Guardada por um vigia, a construção destoa das casas e estabelecimentos comerciais no entorno da construção. Uma placa pomposa na entrada anuncia o Projeto Sopa Viva, parceria do governo com o Sebrae. "Mais empregos", anuncia a propaganda na placa. O projeto conta ainda com a "estreita parceria" da Secretaria de Solidariedade Humana - de Alexandra Miguel - segundo informa o site do órgão.
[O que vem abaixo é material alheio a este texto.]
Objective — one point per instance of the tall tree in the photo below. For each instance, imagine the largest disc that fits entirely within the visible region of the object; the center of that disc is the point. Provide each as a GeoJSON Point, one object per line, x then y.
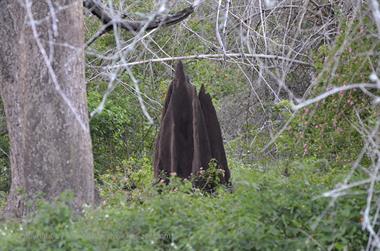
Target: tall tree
{"type": "Point", "coordinates": [43, 89]}
{"type": "Point", "coordinates": [42, 85]}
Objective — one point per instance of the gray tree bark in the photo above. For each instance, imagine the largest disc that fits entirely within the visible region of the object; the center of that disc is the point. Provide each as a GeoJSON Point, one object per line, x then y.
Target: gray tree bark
{"type": "Point", "coordinates": [42, 85]}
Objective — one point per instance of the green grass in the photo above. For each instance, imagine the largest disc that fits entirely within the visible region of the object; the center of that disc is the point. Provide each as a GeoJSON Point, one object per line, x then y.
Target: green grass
{"type": "Point", "coordinates": [265, 211]}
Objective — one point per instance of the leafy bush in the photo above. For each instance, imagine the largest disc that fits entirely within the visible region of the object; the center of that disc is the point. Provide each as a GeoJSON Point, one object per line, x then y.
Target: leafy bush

A propaganda enganosa do governo informou há um ano que a obra estava "prestes a ser inaugurada e com todo o corpo técnico treinado, a fábrica terá a capacidade de fazer 30 toneladas de sopa por mês". Ainda segundo a propaganda oficial, o diretor do Sebrae, Luis Carlos Barboza, "teria ficado impressionado com o potencial da fábrica de sopa". O descaso do governador José Reinaldo para com a população maranhense, entretanto, é muito maior que a boa vontade do Sebrae. De acordo com o vigia do prédio, João Marcos Mendonça, há um ano trabalhando no lugar, a fábrica nunca funcionou. O vigia informa que as máquinas que serviriam à fabricação da sopa estão instaladas, mas nunca foram sequer ligadas.

Não pagou

A Construtora Presidente, encarregada da construção da fábrica, retomou as chaves do prédio e até mesmo o vigia é impedido de entrar pela porta da frente. A falta de pagamento da obra é o motivo alegado para impedir que os funcionários do governo tenham acesso ao prédio.

A Assessoria de Imprensa do Sebrae informou que a responsabilidade do órgão limitou-se ao treinamento dos moradores e à transferência de tecnologia para a comunidade. E que cabe ao governo do estado dar explicações sobre a falta de pagamento das obras. Veja Agora tentou ouvir a responsável pela obra, mas na lista telefônica não consta o nome de nenhuma empresa com o nome Construtora Presidente. O governo já teria pago uma parcela de R$ 3 milhões à construtora, mas ainda estaria devendo o restante do valor total do projeto cerca de R$ 4,5 milhões.

Dono de um comércio próximo às instalações da fábrica, Joaquim Tinoco Lisboa é outro que não sabe quando o projeto vai funcionar. Só sabe que o lugar "está cheio de mato" e que muitas pessoas estão esperando pelos empregos anunciados. Moradora do bairro há 8 anos, Edileuza da Silva diz que "a fábrica é um desperdício. Antes tinha um depósito que fornecia merenda escolar. Depois inventaram isso e ficou fechado".

Protesto

O presidente da Associação de Moradores da Vila Cascavel, José Policarpo Lopes, revelou que um grupo de moradores está preparando uma manifestação para denunciar o descaso do governador. Para o presidente, o ideal ali era uma escola de 2º grau. Morador do bairro há 10 anos, Policarpo disse que são 1.900 famílias morando em Cascavel e outras 6 mil no São Raimundo. "A demanda de alunos é muito grande. Muita gente fica sem estudar porque não tem condições de pagar passagem.".

Policarpo contou que há alguns meses procurou o coronel Pantoja, coordenador do Programa Fome Zero no Maranhão e, segundo ele, responsável pelo projeto da fábrica de sopa. Pantoja teria dito que a fábrica funcionaria em breve.
Policarpo quis saber então sobre os empregos para a comunidade. "Ele disse que as vagas eram limitadas e seria difícil ter vagas para a comunidade, pois já vinha tudo determinado. O coronel informou que só haveria 25 vagas para cargos administrativos e serviços gerais e que, se sobrassem vagas para a comunidade seriam poucas. No máximo de três a cinco", reclama Policarpo Lopes" Ainda que poucas, essas vagas deveriam ser confirmadas. Mas a preocupação do governador em relação às comunidades carentes é pouca. O que a gente sente do governo é isso. Lamento, mas a realidade é essa", dispara o líder comunitário.